Although Three Chords Good is a more laid back affair than previous Rumour albums, it is recognisably the work of the same band that recorded their debut, Howlin' Wind, back in 1976. "The main influence is still soulful roots music," says Parker. "It was there on my first album and it's there on the new one. I can move in different directions from that, but that's always the template."
Lyrically, he is still drawn to the exposed nerve. Having been resident in the States on and off since the early 80s - "I've got my foot in both doors, and always have" - new songs like Coathanger, Arlington's Busy and Snake Oil Capital of the World confront American right-wing fundamentalist views on issues such as race, US foreign policy and abortion. "I don't want to write them, it just happens," he sighs. "I'm like Homer Simpson: 'Doh! Why have I done this?'
"I always regret it. In America there's a lot of people who still can't believe that there's a black man in the White House, it's like the 60s have come home to roost.

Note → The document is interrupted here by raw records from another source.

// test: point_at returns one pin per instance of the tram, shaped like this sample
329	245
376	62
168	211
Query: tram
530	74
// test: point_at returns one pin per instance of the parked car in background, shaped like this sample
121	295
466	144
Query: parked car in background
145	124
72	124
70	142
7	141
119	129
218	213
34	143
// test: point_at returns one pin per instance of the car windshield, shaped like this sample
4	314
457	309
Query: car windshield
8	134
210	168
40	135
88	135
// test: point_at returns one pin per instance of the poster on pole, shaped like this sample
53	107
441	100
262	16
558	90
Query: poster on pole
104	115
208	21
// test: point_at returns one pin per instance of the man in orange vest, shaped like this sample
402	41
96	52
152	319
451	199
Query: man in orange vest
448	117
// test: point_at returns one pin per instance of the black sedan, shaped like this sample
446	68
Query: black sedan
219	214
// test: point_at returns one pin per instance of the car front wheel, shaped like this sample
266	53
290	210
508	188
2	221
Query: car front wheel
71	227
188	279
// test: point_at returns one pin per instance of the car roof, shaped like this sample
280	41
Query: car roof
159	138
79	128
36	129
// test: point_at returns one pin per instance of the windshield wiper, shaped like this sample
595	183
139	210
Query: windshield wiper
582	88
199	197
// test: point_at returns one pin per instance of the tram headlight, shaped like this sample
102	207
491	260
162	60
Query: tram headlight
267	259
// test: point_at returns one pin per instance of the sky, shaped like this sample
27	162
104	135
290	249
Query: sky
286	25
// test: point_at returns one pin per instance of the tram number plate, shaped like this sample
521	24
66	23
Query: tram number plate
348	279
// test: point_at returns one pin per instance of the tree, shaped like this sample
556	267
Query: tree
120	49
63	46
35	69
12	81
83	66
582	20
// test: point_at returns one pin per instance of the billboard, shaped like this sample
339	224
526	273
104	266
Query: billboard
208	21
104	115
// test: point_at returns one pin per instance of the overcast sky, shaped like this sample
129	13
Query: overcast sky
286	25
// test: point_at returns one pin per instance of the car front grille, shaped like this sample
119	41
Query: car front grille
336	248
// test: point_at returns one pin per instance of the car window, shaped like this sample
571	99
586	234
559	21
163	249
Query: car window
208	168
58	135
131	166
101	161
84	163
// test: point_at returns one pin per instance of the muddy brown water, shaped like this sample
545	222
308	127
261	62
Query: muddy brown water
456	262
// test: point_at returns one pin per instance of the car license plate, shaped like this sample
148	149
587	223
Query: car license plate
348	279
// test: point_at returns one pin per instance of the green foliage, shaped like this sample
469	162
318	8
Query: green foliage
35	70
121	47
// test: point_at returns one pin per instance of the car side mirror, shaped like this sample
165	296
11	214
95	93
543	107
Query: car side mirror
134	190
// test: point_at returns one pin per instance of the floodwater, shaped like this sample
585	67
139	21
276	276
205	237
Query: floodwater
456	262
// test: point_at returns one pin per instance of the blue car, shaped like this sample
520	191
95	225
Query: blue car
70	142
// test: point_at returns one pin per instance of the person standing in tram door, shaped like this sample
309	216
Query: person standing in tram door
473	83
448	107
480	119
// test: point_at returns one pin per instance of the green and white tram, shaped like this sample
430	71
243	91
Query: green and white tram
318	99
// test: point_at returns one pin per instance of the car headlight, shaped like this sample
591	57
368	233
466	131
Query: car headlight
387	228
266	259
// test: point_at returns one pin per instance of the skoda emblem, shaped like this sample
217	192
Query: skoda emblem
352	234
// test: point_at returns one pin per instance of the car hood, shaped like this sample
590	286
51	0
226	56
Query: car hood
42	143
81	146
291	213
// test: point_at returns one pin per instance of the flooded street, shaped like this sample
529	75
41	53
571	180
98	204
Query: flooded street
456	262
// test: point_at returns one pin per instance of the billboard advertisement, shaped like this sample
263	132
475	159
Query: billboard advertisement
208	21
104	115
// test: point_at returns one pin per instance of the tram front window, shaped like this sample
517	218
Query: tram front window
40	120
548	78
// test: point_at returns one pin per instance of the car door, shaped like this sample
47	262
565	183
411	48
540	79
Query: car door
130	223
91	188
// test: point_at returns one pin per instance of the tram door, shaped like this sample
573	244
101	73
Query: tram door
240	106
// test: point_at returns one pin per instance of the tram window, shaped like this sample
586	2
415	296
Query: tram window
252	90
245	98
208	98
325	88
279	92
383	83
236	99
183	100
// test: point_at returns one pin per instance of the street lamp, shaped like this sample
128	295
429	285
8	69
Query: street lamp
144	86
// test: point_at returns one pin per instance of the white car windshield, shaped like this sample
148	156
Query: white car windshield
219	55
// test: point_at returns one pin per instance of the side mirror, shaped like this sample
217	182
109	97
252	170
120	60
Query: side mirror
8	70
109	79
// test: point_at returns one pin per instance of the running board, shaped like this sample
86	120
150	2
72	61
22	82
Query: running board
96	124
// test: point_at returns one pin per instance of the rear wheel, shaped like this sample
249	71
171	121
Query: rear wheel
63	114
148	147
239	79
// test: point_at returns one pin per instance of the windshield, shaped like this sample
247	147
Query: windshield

"The right-wing bloggers have gone to town on Coathangers, which is about abortion, and I don't really want that. I want a quiet life, but I have to stick up for my songs."
Parker has just returned from what he calls his day job - playing solo shows all over Europe, America and Japan.
The days when he was given £300,000 to make an album and it took "three days to get a snare sound" are long over.
Nowadays he has to diversify to survive. In the past decade there has been a book of short stories -Carp Fishing on Valium, recently updated with three new tales - and a novel, The Other Life of Brian. Last year he even made a brief acting appearance in Judd Apatow's comedy This is 40.
Despite the excitement and attention focused around The Rumour's reformation, playing live, and alone, remains his bread and butter. "I've exploited the solo aspect," he says. "I've become good at it. It's like a bit of stand up comedy with a bit of music, and it's a very creative way to approach your back catalogue.
"That's the way to make a living. I didn't think I'd be 62 and people would still be telling me I have to go out and do gigs, but there are all these other angles now."
As it to prove that The Rumour reunion is not some easy exercise in nostalgia, Parker says he has already written another batch of songs for the band which he is eager to record as soon as possible. "Being an artist is a stream," he says. "I'm not living in yesterday."
Graham Parker & The Rumour play O2 ABC, Glasgow, on 23 October. Three Chords Good is out now on Primary Wave Records.